Some cases have even backfired: Congress’ resolution demanding that Turkey formally acknowledge the Armenian genocide was scuttled after Turkey threatened to retaliate by cutting off American military supply lines to Iraq. “Insert your own joke here,” Campbell said.
Despite America’s own failures to confront history, Campbell said the United States is still “a bellwether for global reconciliation,” and slavery “remains the acid test of historical reconciliation.” In 2002, the Liberty Bell was revealed to be yards from the demolished smokehouse that George Washington used to house slaves. Controversy erupted over how to treat the two narratives of America’s past before the stories were eventually woven into a joint history and joint recognition for tour groups.
During the discussion that followed Campbell’s talk, someone asked about the case of Rigoberta Menchú, the Nobel-awarded memoirist whose account was widely embraced but found to be less than truthful.
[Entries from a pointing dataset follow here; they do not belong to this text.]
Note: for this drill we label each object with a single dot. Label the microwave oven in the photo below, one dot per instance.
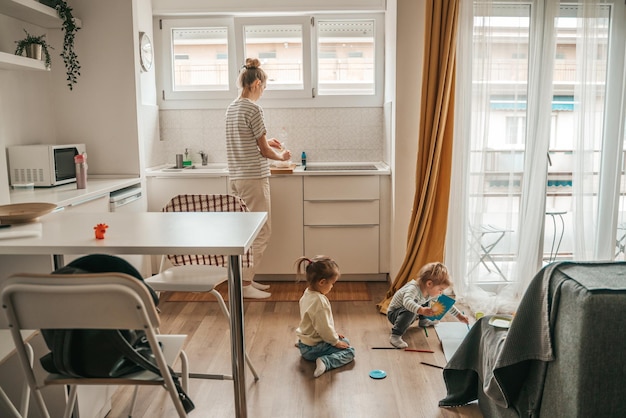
(43, 165)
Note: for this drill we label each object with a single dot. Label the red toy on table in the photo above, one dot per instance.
(100, 230)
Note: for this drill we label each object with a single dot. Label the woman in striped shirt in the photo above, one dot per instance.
(248, 150)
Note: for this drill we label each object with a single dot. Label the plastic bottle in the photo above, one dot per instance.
(80, 161)
(187, 160)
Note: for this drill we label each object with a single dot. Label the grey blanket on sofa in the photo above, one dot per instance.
(510, 365)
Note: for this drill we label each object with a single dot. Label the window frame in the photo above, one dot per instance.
(307, 97)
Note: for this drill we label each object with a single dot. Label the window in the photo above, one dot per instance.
(310, 61)
(283, 45)
(199, 59)
(346, 57)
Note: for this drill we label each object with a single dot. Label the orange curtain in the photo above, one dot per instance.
(427, 228)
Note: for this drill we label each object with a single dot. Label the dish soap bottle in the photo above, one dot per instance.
(80, 162)
(187, 160)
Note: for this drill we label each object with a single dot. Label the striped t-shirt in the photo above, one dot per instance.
(244, 125)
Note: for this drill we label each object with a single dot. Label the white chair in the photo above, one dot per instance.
(200, 273)
(484, 249)
(83, 301)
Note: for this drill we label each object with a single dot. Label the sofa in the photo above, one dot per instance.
(564, 354)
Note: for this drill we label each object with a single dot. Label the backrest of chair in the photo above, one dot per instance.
(79, 301)
(207, 203)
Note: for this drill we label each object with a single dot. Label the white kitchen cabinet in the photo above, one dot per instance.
(286, 241)
(162, 188)
(342, 220)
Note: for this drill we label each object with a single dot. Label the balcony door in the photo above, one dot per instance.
(537, 150)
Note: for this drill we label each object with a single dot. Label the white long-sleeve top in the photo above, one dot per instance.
(411, 298)
(316, 319)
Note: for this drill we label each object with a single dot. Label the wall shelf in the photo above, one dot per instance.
(33, 12)
(16, 62)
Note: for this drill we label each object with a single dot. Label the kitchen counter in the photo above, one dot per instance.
(68, 194)
(314, 169)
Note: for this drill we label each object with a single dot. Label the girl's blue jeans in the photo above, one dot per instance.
(331, 356)
(401, 320)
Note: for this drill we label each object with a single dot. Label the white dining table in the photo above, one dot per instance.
(227, 233)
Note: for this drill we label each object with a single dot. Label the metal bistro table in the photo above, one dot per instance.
(227, 233)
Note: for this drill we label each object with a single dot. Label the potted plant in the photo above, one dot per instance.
(34, 47)
(72, 66)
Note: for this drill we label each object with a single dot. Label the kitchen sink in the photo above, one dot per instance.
(195, 169)
(342, 167)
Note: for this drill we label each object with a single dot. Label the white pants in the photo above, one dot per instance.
(256, 194)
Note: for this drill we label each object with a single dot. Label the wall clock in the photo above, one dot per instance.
(146, 55)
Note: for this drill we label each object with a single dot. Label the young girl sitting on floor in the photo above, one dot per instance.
(413, 299)
(318, 340)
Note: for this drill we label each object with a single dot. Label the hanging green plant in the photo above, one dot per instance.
(72, 66)
(23, 46)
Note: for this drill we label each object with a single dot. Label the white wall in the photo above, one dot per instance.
(408, 75)
(101, 111)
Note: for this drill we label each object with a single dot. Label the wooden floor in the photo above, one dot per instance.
(286, 387)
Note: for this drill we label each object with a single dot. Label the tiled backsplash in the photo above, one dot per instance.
(328, 134)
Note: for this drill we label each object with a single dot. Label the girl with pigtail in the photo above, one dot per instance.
(317, 338)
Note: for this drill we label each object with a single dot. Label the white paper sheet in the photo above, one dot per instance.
(451, 334)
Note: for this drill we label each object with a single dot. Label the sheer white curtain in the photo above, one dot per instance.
(504, 127)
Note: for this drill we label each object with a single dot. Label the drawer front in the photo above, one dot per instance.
(354, 248)
(354, 212)
(341, 188)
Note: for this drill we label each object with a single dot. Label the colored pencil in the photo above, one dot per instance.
(431, 365)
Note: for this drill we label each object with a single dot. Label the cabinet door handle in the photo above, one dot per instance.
(91, 199)
(344, 226)
(342, 201)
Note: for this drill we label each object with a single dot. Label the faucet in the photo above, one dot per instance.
(205, 157)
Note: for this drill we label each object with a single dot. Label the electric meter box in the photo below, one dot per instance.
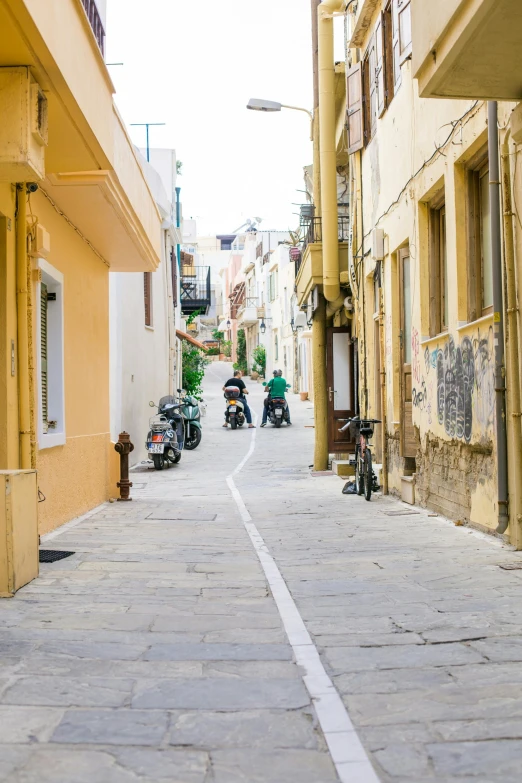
(18, 529)
(23, 129)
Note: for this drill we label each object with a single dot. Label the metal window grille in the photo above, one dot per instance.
(147, 296)
(95, 21)
(43, 355)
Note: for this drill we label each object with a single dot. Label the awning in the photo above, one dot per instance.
(184, 336)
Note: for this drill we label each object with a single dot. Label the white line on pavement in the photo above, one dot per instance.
(68, 525)
(348, 755)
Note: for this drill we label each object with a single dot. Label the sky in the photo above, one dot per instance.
(194, 64)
Campbell noted that Menchú’s writing illustrated what has become known as “symbolic truth”: Many Guatemalans felt it to be their story, even though it may not have been Menchú’s own experience.
But, he said, “this work is precisely to undo that,” and hinted such narratives may have a short shelf-life, when he noted that he and others had lost interest in fanciful memoirist Carlos Castaneda when it was discovered that he was not a secret source of Yaqui knowledge.
With any new movement, there are bound to be “lots of sharks in the water,” he warned.
For example, “entrepreneurs of memory” may arise to “don the mantle of the aggrieved group.” Recognition and political clout may accrue to them rather than the aggrieved group.
Other issues arise with long-ignored recognition and redress. “Time itself doesn’t erase responsibility,” said Campbell, noting the burgeoning number of public apologies for long-past events. Yet this notion of accountability can be manipulated to promote further conflict: When confronted with the rape of 20,000 Muslim women in Bosnia, Serbians cited what the Ottomans had done to them in 1389.
However, imposing a statute of limitations on suffering—for example, to include only living victims—can provide “incentives to perpetrators to ‘finish the job.'”
The passage of time brings other problems: “the success of new victors, telling the stories,” said Joel Samoff, consulting professor at the Center for African Studies.
“Who gets to participate in the writing of history?” he asked. Newcomers “have an agenda as much as anyone else.” One story can trump another.
Campbell cited the example of the aftermath of the Rwandan genocide: The West has been relatively disinterested in the subsequent atrocities that have destabilized the entire region.
“Nobody gives a crap about that. Hotel Rwanda is the story,” he said.
Campbell said that we may not be able to reach full reconciliation, but, quoting writer Michael Ignatieff, added that “we can at least narrow the range of permissible lies.”